Вернулся я в чулан. Тут все сдвинуто со своих мест, смято, разворочено, сенник разрезан по всей длине, солома раскидана по всем углам…
Нет больше Йонаса. Нет и Пятраса. И опять висит кожух на гвозде, вбитом в перегородку, опять стоят брошенные под ним, изношенные деревяшки с истоптанными задниками, и опять они словно говорят, что шел здесь человек, устал и остановился…
Но Йонаса совсем уж нет. Лежит он один среди покачивающихся валакнских елей. Лежит с веревкой на шее. А Пятрас еще есть. Он едет теперь по подмерзшей дороге. И хоть руки у него скручены, хоть стерегут его, но он, верно, теперь улыбается в темноте, а на его щеках все заметнее обозначаются две круглые ямки. Пятрас есть. Он жив.
И, прижимаясь лицом к оставленному им кожуху, резко пахнущему Пятрасовым потом, я повторяю:
— Свидимся, Пятрас. Обязательно, обязательно свидимся!
Первый отдых
Отпас
— Ребятишки, а ребятишки! Полно валяться в постели, бегите-ка натереть буренке соломы!
И опять мы спросонья бежим в заметенные снегом сенцы, а потом уж садимся завтракать сами.
Со стороны поглядеть, так словно бы я и не уходил из дома, не привез заработанного мною харча — словом, ничего такого не было, не случилось, и в курной избенке добросердечного Тякониса жизнь идет по-старому.
Только сама эта избенка кажется будто иной — так она обветшала, осела, бока ее так покосились, что больно смотреть. И когда мы с хозяином въехали во двор, я долго-долго не мог постичь, как же в этой избенке умещались мы все да еще буренка в сенцах: и мала-то, и низка, и тесна неимоверно наша избенка.
Лявукас тоже вроде как другой, кривоногий какой-то, с вытянувшейся шеей. Щетинится, дуется с первого дня моего приезда, ходит бочком, поближе к стене, словно боится дотронуться, косится отчужденными глазами и фырчит:
— Ты тут не больно, не больно-то… И-ишь ты, подпасок! Когда захочу, я не то что подпаском, я главным пастухом заделаюсь. — Постоит молча, а потом снова: — Получил за пастьбу два мешочка картошки, эка важность! Наш тятя заработал четыре, да не мешочка, а мешка, а на тот год шесть заработает, а ты опять только два… Не задавайся…
Сестренка Маре помалкивала, но видать было: она заодно с Лявукасом.
И отец другой.
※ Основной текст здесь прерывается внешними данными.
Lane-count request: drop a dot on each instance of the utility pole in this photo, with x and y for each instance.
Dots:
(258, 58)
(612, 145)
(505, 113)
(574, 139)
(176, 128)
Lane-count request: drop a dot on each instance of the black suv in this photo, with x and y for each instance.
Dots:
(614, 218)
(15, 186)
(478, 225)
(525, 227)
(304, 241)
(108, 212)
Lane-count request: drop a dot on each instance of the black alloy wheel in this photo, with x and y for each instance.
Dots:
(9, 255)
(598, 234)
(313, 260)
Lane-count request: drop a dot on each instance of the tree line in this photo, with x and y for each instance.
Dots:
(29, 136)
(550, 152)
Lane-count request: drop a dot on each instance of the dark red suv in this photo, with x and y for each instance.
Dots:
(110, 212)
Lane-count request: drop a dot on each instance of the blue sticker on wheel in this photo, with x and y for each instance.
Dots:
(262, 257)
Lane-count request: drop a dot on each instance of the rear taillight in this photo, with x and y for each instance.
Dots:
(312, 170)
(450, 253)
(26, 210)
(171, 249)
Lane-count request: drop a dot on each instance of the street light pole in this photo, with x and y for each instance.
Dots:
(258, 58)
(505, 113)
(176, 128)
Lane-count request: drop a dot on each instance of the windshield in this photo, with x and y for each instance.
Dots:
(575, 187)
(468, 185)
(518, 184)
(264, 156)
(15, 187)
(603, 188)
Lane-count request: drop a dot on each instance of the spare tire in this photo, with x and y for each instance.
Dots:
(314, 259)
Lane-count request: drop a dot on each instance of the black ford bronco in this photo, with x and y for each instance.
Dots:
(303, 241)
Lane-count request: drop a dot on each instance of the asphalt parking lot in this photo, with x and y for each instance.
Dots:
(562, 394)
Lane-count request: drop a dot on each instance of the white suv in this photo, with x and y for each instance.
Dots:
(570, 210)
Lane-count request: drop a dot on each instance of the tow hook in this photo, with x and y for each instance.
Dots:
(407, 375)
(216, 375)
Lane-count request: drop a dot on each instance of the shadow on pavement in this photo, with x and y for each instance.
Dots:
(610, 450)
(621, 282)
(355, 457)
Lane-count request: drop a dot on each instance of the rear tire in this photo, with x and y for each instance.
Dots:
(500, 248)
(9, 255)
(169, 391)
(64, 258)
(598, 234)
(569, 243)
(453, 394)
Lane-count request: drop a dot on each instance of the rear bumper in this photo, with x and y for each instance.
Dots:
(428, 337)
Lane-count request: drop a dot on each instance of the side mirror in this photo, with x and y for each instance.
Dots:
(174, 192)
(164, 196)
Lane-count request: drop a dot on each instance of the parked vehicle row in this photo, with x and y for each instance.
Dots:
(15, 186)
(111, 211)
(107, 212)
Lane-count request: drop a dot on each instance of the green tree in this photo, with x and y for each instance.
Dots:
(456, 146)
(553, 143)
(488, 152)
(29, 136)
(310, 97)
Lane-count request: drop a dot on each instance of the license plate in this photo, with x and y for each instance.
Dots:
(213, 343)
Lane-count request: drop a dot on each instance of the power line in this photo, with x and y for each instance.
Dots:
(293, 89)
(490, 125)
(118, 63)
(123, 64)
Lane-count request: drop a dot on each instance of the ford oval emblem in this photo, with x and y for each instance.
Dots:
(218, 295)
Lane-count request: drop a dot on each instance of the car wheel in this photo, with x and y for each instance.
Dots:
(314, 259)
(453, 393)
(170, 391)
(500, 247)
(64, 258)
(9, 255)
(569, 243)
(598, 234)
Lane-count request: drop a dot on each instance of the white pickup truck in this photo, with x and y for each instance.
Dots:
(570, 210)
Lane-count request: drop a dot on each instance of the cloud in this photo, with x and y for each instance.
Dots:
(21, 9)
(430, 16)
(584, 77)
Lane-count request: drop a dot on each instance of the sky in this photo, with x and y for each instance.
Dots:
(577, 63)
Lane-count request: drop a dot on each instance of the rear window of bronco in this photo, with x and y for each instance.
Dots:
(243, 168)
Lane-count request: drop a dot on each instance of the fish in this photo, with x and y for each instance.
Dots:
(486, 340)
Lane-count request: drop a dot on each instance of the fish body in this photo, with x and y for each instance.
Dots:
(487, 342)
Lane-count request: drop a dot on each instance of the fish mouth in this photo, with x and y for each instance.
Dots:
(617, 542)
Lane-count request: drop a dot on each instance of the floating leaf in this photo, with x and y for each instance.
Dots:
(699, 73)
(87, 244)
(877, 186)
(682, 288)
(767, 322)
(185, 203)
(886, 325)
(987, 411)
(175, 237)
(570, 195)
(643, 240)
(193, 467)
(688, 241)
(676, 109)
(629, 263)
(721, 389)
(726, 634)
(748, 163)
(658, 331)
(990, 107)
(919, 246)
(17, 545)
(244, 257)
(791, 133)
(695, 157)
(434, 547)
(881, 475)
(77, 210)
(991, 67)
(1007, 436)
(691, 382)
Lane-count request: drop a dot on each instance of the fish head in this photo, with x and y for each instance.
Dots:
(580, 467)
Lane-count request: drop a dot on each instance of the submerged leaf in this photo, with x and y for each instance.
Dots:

Как только меня привезли, он поставил заработанные мною мешки рядом со своими и спросил маму:
— Видишь, мать?
— Как же не видеть.
Но отец не унялся и опять спросил:
— Нет, мать, я тебя спрашиваю, говори: видишь ты или не видишь?
И лишь после того как мама еще раз подтвердила, что она в самом деле видит, отец успокоился и сказал:
— Теперь ты видишь, что был в нашей избенке один кормилец, а с этого времени будет двое кормильцев. А, мать?
Кивнув головой, мама весело поддакнула отцу.
— А когда так, — продолжал отец, — так чего нам в эту Бразилию? Своими костьми крокодилов откармливать? Нет, кто хочет, тот пускай едет, а нас теперь двое кормильцев. И ты, мать, не уговаривай меня в Бразилию, — понятно?
— И слава богу…
— Я так полагаю, — не унимался отец, — если Тяконис честно уплатит все, что мною заработано, а буренка отелится, то, может, одного сына в учение, а, мать? Посвятим в духовный сан, и пусть его служит обедни, проповеди шпарит. У алтаря — это тебе не с хозяйскими свиньями: ни под дождем ты, ни на ветру. Хочешь в ксендзы, Лявукас?